Continuity/differentiability of parametrized pullback of forms Let $M^n$ be a differentiable manifold and $\omega$ be a $k$-form on $M$. Suppose we have a continuous (differentiable) function $F: M \times M \rightarrow M$, which we represent as a family of functions $(f_m)_{m \in M}$.
I am trying to see that the function $G: M \times M \rightarrow \Lambda^k(T^* M)$, $G(m, p) = (f_m^* \omega)_p$ is continuous (differentiable if $F$ also is).
While this seems intuitively obvious, I can't see a way to rigorously show this. Using trivializations of $\Lambda^k(T^* M)$ as $U \times \mathbb{R}^{\begin{pmatrix} n \\ k \end{pmatrix}}$ with $U$ open in $M$ seems absolutely hopeless, I cannot see a way to say something about $G^{-1}(U \times V)$ with $U \times V$ a basis set.
Although I framed this in a general context, my motivation for this comes from the case when $M$ is a Lie group and $F$ is the multiplication function.
As a side curiosity, what is the relationship between the continuity of the $G$ defined above and the map $m \in M \mapsto f_m^* \omega \in \Omega^k(M)$ with say the compact-open topology on $\Omega^k(M)$?

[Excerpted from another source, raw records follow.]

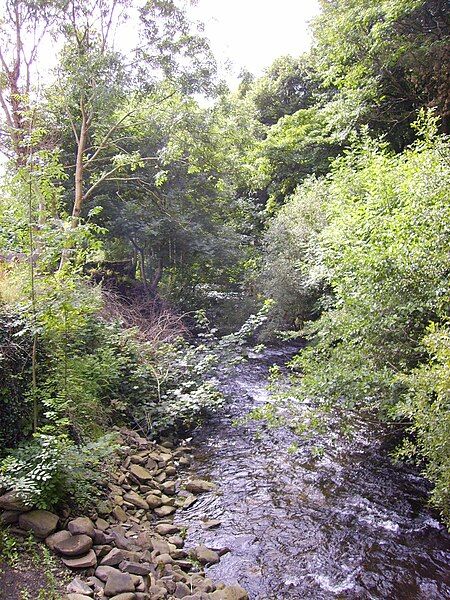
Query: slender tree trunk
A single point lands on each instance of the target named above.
(79, 170)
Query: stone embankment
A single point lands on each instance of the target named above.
(130, 548)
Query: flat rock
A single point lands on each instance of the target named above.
(57, 537)
(135, 568)
(136, 500)
(198, 486)
(153, 501)
(9, 517)
(140, 472)
(10, 501)
(118, 583)
(166, 529)
(206, 556)
(165, 511)
(79, 587)
(41, 522)
(211, 524)
(81, 562)
(82, 525)
(101, 524)
(232, 592)
(120, 514)
(113, 558)
(75, 545)
(103, 572)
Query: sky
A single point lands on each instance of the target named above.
(252, 33)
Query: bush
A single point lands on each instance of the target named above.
(386, 249)
(50, 470)
(292, 273)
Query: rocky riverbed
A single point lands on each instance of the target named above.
(131, 549)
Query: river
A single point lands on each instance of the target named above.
(347, 524)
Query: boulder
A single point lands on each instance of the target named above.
(140, 472)
(153, 501)
(113, 558)
(101, 524)
(165, 511)
(75, 545)
(166, 529)
(120, 514)
(232, 592)
(198, 486)
(182, 590)
(41, 522)
(135, 568)
(103, 572)
(57, 537)
(82, 525)
(81, 562)
(136, 500)
(205, 556)
(211, 524)
(118, 583)
(79, 587)
(9, 517)
(10, 501)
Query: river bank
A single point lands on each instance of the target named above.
(345, 523)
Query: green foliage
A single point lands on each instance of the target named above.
(385, 249)
(426, 406)
(292, 272)
(51, 469)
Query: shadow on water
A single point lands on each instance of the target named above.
(347, 525)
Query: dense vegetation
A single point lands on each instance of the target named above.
(140, 191)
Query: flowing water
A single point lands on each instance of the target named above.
(348, 524)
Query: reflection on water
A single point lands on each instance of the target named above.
(348, 525)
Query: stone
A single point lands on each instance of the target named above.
(136, 500)
(176, 540)
(232, 592)
(166, 559)
(103, 572)
(75, 545)
(165, 511)
(157, 592)
(113, 558)
(140, 472)
(169, 488)
(82, 525)
(101, 524)
(101, 537)
(153, 501)
(41, 522)
(211, 524)
(118, 583)
(135, 568)
(120, 514)
(10, 501)
(9, 517)
(206, 556)
(57, 537)
(79, 587)
(81, 562)
(182, 590)
(198, 486)
(166, 528)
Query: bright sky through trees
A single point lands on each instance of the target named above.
(252, 33)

 A: I'll do the case where $M$ is a smooth manifold. Let $f:M\times M\to M$ be a smooth map. For each $p\in M$ let $f_p:M\to M$ be the smooth map given by $f_p(q)=f(p,q)$. For a differential $k$-form $\omega$ on $M$, let $g:M\times M\to\Lambda^kT^*M$ be the map given by $g(p,q)=(f_p^*\omega)_q$.
Let $V$ be a smooth vector field on $M$, then $h(p,q)=V_p(f_q)$ is smooth. We can see this by choosing local coordinates $x_i$ and a chart $\varphi$. Then $$h(p,q)=v_i(p)\left.\frac{\partial}{\partial x_i}\right\rvert_{p}(f_q)=v_i(p)\left.\frac{\partial}{\partial x_i}\right\rvert_{\varphi(p)}(f_q\circ \varphi^{-1})$$ which is obviously smooth.
Now let $u:M\times M\to \mathbb{R}$ be a smooth map. Then $h(p,q)=(du_p)_q$ is smooth. We can see this by letting $V$ be an arbitrary vector field on $M$. Then $(p,q)\mapsto h(p,q)(V_q)=(du_p)_q(V_q)=V_q(u_p)$ is smooth by the reasoning above. It follows that $h$ is smooth.
Let $u$ be as above, and let $\omega=du_p$, then $g$ is smooth. Again this follows from $g(p,q)(v)=(f_p^*\omega)_q(v)=(f_p^*du_p)_q(v)=(f_p^*du_p)_q(v)=du_p((df_p)_q(v))=d(u_p\circ f_p)_q(v)$. Which shows that $g(p,q)=d(u_p\circ f_p)_q$. Letting $u'(p,q)=u_p(f_p(q))$ in the above paragraph gives that $g$ is smooth for this $\omega$.
Now the statement follows for general $\omega$ by choosing local coordinates $x_i$ and linearity. So that $g(p,q)=(f_p^*\omega)_q=(f_p^*udx_{i_1}\wedge...\wedge dx_{i_k})_q=u\circ f_p(q)(f_p^*dx_{i_1})_q\wedge ...\wedge (f_p^*dx_{i_k})_q$.